Archbishop Renato Martino, head of the observer delegation of the Holy See to the United Nations, made the appeal Friday to the General Assembly, which was discussing human rights questions.

After publicly congratulating Brazilian Sergio Vieira de Mello, new High Commissioner for Human Rights, who is replacing Mary Robinson of Ireland, Archbishop Martino said that John Paul II maintains that, among “the fundamental freedoms which the Church must defend, first place naturally goes to religious freedom.”

“The right to freedom of religion is so closely linked to other fundamental rights that it can rightly be argued that respect for religious freedom is, as it were, a touchstone for the observance of other fundamental rights,” Archbishop Martino said.

“The Holy See is especially concerned that in many parts of the world, discriminatory or intolerant policies continue, with regard to minorities in states having an official religion,” he continued.

“Additional matters of concern are the combining of ethnic and religious persecution in many parts of the world and the blatant disregard and disrespect for churches, religious shrines or sites,” he added.

“Religion expresses the deepest dreams, hopes and desires of the human person,” said the archbishop, who is also the new president of the Pontifical Council for Justice and Peace.

“Religious faith helps to shape people’s vision of the world and affects their relationships with others,” he said. “Indeed, different peoples and cultures throughout history and throughout the world testify to the many and varied ways in which humankind addresses the meaning of creation, history and personal existence.

“The right to life, the right to freedom of religion or belief, and respect for religious and cultural heritage are the basic premises for human existence.”

He added: “The fact that there are still many places today where the right to gather for worship is either not recognized or is limited to the members of one religion alone, or where religious belief is pushed aside in the name of development or modern thought, is a sad commentary on any claim to a more just, peaceful world where fundamental rights and freedoms are more widely promoted and respected.”
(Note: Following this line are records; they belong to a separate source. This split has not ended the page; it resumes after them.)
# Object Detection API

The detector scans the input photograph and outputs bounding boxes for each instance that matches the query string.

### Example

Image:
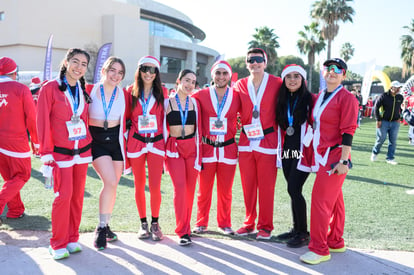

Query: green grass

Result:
[0,119,414,251]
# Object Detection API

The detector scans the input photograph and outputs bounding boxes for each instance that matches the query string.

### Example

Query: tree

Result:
[401,19,414,76]
[297,22,325,90]
[339,42,355,62]
[311,0,355,59]
[248,27,280,74]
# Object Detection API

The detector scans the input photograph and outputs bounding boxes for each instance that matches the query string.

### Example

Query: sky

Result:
[156,0,414,72]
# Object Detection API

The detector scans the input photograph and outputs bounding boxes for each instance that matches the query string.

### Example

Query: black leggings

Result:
[282,154,309,233]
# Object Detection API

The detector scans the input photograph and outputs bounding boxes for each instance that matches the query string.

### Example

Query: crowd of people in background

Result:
[0,48,414,264]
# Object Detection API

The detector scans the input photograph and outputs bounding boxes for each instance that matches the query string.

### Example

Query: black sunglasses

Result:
[139,66,158,74]
[247,56,264,64]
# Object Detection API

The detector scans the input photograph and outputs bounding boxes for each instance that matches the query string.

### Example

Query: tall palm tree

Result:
[296,22,326,91]
[248,27,280,73]
[311,0,355,59]
[401,19,414,76]
[339,42,355,62]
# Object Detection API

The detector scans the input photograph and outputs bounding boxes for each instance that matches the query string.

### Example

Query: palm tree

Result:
[339,42,355,62]
[401,19,414,76]
[297,22,325,91]
[311,0,355,59]
[248,27,280,73]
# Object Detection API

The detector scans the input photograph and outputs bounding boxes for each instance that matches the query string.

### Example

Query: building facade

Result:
[0,0,218,87]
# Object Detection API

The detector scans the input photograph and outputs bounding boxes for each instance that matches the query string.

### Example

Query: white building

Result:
[0,0,218,87]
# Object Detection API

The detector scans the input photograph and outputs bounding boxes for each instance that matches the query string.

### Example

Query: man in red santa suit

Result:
[234,48,282,239]
[193,60,240,235]
[0,57,39,224]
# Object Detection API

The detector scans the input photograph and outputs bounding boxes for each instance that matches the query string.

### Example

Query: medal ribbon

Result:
[175,94,188,132]
[214,88,229,120]
[100,84,116,121]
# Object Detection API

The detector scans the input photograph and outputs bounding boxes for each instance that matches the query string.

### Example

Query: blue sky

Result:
[157,0,414,71]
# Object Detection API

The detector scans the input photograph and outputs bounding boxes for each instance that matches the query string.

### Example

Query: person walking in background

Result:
[276,64,316,247]
[37,48,92,260]
[0,57,39,225]
[300,58,359,264]
[371,81,404,165]
[164,69,201,246]
[88,56,128,250]
[234,49,282,240]
[127,56,165,241]
[193,60,240,235]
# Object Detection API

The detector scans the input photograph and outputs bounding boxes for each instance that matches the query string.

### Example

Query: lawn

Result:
[0,118,414,251]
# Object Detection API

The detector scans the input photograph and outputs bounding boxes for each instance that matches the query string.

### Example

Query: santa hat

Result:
[211,60,232,78]
[0,57,17,75]
[138,55,161,69]
[281,64,306,80]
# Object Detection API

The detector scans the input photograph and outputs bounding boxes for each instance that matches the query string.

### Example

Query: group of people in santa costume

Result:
[0,48,358,264]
Lastly, the archbishop expressed the Catholic Church’s conviction “that recourse to violence, in the name of religious belief, is a perversion of the very teachings of the major religions.”
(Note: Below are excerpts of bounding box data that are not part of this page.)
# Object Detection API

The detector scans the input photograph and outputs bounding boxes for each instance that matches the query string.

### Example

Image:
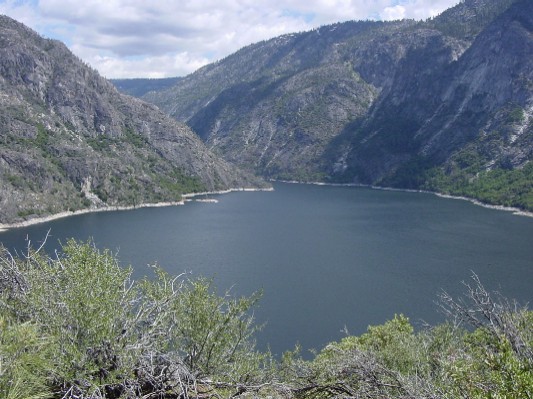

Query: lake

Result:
[0,183,533,355]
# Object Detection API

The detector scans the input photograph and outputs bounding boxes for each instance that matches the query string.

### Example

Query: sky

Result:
[0,0,459,79]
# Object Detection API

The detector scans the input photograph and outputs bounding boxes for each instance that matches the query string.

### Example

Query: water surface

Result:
[0,183,533,354]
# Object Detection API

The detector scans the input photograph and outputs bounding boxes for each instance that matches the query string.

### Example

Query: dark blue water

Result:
[0,184,533,354]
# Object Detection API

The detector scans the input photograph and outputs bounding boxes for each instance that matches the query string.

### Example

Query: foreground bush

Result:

“The use of violence can never claim a religious justification, nor can it foster the growth of true religious feeling,” he emphasized.

“Differences between religious traditions must be accepted, respected and tolerated,” the archbishop emphasized. “The practice of any faith must be conducted with respect for other religious traditions. Religious tolerance must be based on the conviction that God wishes to be adored by people who are free. This is a conviction which requires us to respect and honor personal conscience, wherein each person meets God.”

“The people of the world continue to be scandalized by the sharp divisions that manifest themselves in the destruction of human life in the name of religion,” he lamented.

“The Holy See renews its call to all women and men of faith everywhere, to commit themselves courageously to the path that leads to peace, tolerance and understanding,” the archbishop added.

“This call is not impossible to hear nor is it an invitation impossible to accept,” he said. “It is, however an essential element to building a world in which all people can live in peace and harmony with one another.”